Every seat was full - or at least could have been had anybody wanted to sit. The standing O began before the curtain and lasted throughout most of the night. The deafening screams started immediately.
Bon Jovi's been on a rebound of late. returning to the pop radar in 2000 with the radio-ready album Crush, the band wasted little time before heading back to the studio for last year's Bounce, the title track of which led off the evening.
Front and centre: Mr.
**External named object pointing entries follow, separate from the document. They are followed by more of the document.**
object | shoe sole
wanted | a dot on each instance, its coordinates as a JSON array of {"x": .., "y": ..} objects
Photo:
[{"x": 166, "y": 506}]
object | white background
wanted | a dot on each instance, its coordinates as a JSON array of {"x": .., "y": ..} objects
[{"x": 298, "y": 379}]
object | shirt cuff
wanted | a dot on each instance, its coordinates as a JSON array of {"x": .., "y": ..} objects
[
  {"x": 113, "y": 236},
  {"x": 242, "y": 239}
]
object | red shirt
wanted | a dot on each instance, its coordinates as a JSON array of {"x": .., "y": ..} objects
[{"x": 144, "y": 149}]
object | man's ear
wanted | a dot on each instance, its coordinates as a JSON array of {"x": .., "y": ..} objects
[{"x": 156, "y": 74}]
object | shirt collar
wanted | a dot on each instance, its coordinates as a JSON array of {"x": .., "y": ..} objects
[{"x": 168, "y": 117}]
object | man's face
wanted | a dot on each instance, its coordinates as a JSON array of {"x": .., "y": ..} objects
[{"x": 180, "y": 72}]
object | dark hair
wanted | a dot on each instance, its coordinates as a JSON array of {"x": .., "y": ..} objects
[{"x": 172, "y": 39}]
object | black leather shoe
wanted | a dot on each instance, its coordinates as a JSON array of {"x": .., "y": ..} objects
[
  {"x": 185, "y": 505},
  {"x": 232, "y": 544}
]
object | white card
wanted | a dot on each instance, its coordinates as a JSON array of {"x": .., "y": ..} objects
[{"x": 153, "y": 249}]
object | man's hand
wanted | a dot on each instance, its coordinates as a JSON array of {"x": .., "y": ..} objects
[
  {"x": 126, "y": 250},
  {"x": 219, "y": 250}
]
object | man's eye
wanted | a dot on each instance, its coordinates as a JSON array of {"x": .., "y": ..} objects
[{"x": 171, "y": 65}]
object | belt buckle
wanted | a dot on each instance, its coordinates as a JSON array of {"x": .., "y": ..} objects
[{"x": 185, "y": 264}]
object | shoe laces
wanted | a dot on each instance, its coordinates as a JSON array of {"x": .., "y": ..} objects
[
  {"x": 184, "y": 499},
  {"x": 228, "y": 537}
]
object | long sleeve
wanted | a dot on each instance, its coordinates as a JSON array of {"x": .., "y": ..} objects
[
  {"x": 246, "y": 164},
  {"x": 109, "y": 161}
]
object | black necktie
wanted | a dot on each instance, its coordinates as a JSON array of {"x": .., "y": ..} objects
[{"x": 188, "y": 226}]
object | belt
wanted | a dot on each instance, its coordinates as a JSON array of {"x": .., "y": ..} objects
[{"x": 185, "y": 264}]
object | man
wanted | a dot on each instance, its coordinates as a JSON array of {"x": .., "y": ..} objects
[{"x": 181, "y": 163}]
Bon Jovi himself, with boyish grin, manly tan and flowing locks intact. Pumping his fist to the simple-yet-effective chorus, "Bounce!"
The result? Delirium, of course. And if the song was helped along by early- show adrenaline, it was heavyweight hit power that propelled the next song, You give love a bad name, off the group's 1986 breaktrough album Slippery when wet.
Bon Jovi had only to sing the opening line, "Shot through the heart," before the entire room joined in for, "and you're to blame!/You give love/a bad name."
It is songs like this that Bon Jovi's staying power is built on. Bulging guitar riffs paired with head-bobbing, shout-along refrain.
Two songs later, another smash: Livin' on a prayer. With more classics peppered through the show (Wanted Dead or alive and the encore-igniter Bad Medicine, to name but two), theframework was in place.
Add some nuts and bolts, from the cheer-eliciting Runaway (off Bon Jovi's very first, pre-world-fame album, Bon Jovi) to the come-together Americana anthem Undivided, off Bounce, and you've got yourself a career-spanning rock show.
It's a very simple formula, and one that works for one main reason: nobody's messing with it. this is no-pretention, hands-in-the-air, party-hard rock, custom made for good times.
That the band still has no shame in closing the night with the familiar cover of Twist n'Shout is proof of its devotion to the fun of its fans. Rock on.